In Batayneh v. Reunited Clothing, LLC, No. 152829/2025, 2025 WL 2682960 (N.Y. Sup Ct, New York County Sep. 18, 2025), the court, inter alia, granted defendant’s motion to dismiss plaintiff’s promissory estoppel claim.
This decision illustrates the difficulty of asserting common-law claims in the “at will” employment context.
Specifically:
Plaintiff claims Reunited hired her as a production associate in December of 2023. On February 8, 2024, Plaintiff began working remotely due to her pregnancy and, on XX/XX/2024, gave birth. Plaintiff took pregnancy leave and, in September of 2024, informed Defendants that she would return to work on November 1, 2024. While Plaintiff was on leave, her sister, Hilda, who is allegedly a co-founder, part-owner, and Chief Creative Officer of Reunited, accused Kesselman, who is the Chief Executive Officer of Reunited, of committing financial improprieties and fraud. Allegedly, because of Hilda’s accusations, Kesselman told Plaintiff not to return from pregnancy leave. Plaintiff now sues Defendants for retaliation in violation of Labor Law § 740 and alleges promissory estoppel.
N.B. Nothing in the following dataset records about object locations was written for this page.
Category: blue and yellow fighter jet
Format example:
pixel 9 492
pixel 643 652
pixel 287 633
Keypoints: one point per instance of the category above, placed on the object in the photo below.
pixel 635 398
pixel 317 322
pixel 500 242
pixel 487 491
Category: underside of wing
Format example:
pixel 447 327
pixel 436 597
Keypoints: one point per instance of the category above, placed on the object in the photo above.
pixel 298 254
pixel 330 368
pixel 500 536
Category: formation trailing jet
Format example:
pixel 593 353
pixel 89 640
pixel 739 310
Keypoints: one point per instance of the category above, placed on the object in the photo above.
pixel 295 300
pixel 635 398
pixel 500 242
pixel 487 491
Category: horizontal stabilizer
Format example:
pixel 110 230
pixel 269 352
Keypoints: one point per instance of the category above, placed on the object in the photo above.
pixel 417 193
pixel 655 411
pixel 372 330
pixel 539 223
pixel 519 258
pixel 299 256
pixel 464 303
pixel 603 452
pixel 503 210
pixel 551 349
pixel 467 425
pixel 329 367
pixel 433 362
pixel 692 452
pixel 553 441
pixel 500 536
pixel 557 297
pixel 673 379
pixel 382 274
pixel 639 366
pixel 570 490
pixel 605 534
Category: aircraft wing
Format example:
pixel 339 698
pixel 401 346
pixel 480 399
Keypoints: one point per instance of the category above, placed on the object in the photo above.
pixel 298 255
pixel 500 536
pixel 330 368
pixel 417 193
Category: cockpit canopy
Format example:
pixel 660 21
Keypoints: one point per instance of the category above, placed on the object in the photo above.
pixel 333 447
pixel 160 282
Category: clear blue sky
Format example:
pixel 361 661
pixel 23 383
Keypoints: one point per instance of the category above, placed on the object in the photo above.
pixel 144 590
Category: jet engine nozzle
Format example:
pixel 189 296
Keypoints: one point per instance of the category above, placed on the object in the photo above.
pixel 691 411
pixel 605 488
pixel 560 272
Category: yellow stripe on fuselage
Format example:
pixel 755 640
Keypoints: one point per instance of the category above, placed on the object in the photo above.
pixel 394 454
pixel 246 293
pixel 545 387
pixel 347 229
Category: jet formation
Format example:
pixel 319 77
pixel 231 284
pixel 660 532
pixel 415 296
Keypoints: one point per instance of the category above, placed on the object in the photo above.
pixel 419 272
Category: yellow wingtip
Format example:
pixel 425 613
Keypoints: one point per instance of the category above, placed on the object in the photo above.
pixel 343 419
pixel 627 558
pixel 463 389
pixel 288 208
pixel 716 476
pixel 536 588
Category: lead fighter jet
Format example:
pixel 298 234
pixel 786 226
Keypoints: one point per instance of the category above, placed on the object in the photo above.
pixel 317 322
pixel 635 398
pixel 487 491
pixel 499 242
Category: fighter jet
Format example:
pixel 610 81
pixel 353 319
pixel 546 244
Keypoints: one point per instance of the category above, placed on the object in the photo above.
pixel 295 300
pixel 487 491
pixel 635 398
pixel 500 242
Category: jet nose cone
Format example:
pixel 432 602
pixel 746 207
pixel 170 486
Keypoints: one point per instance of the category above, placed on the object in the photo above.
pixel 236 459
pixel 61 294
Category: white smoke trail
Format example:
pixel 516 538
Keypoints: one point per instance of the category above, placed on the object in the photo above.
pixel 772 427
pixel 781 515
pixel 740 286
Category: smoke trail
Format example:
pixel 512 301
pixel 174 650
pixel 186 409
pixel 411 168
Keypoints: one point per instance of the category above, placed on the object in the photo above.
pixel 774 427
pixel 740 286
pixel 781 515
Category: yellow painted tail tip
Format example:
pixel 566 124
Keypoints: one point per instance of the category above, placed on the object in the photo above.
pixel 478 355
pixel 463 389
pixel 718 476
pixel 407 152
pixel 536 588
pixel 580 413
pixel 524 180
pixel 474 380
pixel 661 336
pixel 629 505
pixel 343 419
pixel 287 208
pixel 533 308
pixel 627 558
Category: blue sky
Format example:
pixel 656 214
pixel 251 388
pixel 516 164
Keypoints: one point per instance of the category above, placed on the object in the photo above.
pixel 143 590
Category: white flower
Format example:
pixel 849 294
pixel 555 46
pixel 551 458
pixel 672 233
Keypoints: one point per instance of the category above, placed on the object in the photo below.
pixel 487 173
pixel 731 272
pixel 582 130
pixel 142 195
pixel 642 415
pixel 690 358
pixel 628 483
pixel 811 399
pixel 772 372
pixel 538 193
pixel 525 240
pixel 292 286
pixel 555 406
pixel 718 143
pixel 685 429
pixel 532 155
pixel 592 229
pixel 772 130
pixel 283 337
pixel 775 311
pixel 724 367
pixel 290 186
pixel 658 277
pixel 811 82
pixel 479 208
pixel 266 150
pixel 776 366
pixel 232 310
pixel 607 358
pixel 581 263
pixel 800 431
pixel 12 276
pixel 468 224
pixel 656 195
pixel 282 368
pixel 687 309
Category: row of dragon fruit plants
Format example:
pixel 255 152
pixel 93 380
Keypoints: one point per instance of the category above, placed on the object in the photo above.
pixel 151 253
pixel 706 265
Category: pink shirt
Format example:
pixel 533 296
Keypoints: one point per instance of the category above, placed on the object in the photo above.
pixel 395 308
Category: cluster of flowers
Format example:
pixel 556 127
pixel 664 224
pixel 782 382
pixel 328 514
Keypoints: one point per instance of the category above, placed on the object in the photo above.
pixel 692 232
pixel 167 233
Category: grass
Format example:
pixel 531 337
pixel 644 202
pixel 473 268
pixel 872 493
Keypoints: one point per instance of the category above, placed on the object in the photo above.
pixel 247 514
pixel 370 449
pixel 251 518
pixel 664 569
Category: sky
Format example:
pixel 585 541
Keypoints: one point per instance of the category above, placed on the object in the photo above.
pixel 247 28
Defendants move to dismiss. …
To adequately allege promissory estoppel, a party must show (1) a promise that is sufficiently clear and unambiguous; (2) reasonable reliance on the promise by a party; and (3) injury caused by the reliance (see Condor Funding, LLC v 176 Broadway Owners Corp., 147 AD3d 409, 411 [1st Dept 2017]). When an at-will employee is terminated, the employee generally does not have a claim for promissory estoppel because there can be no reasonable reliance as to employment prospects for at-will employees (see, e.g. Presler v Domestic and Foreign Missionary Society of Protestant Episcopal Church in US, 113 AD3d 409, 409 [1st Dept 2014]; Arias v Women in Need, Inc., 274 AD2d 353, 354 [1st Dept 2000]). “[A]bsent an agreement establishing a fixed duration, an employment relationship is presumed to be a hiring at will, terminable at any time by either party” (Gootee v Global Credit Services, LLC, 139 AD3d 551, 553 [1st Dept 2016] quoting Sabetay v Sterling Drug, Inc., 69 NY2d 329, 333 [1987]).
Here, there is no alleged agreement that Plaintiff was employed for a fixed duration, nor are there any specific, non-conclusory, and factual allegations to rebut the employment at-will doctrine. Given Plaintiff’s failure to allege any facts that she was not an at-will employee, she could not have reasonably relied on that her job would remain available for purposes of promissory estoppel. Plaintiff’s argument that there should be discovery prior to any determination that she is an at-will employee ignores her own pleading requirements – namely that she allege her causes of action with factual specificity. In any event, Plaintiff does not need discovery as she should be in possession of sufficient information to allege facts supporting her contention that she was not an at-will employee (see also Holahan v 488 Performance Group, Inc., 140 AD3d 414, 414-15 [1st Dept 2016]).
Based on this, the court held that plaintiff’s promissory estoppel claim is predicated on conclusory allegations without sufficient factual specificity.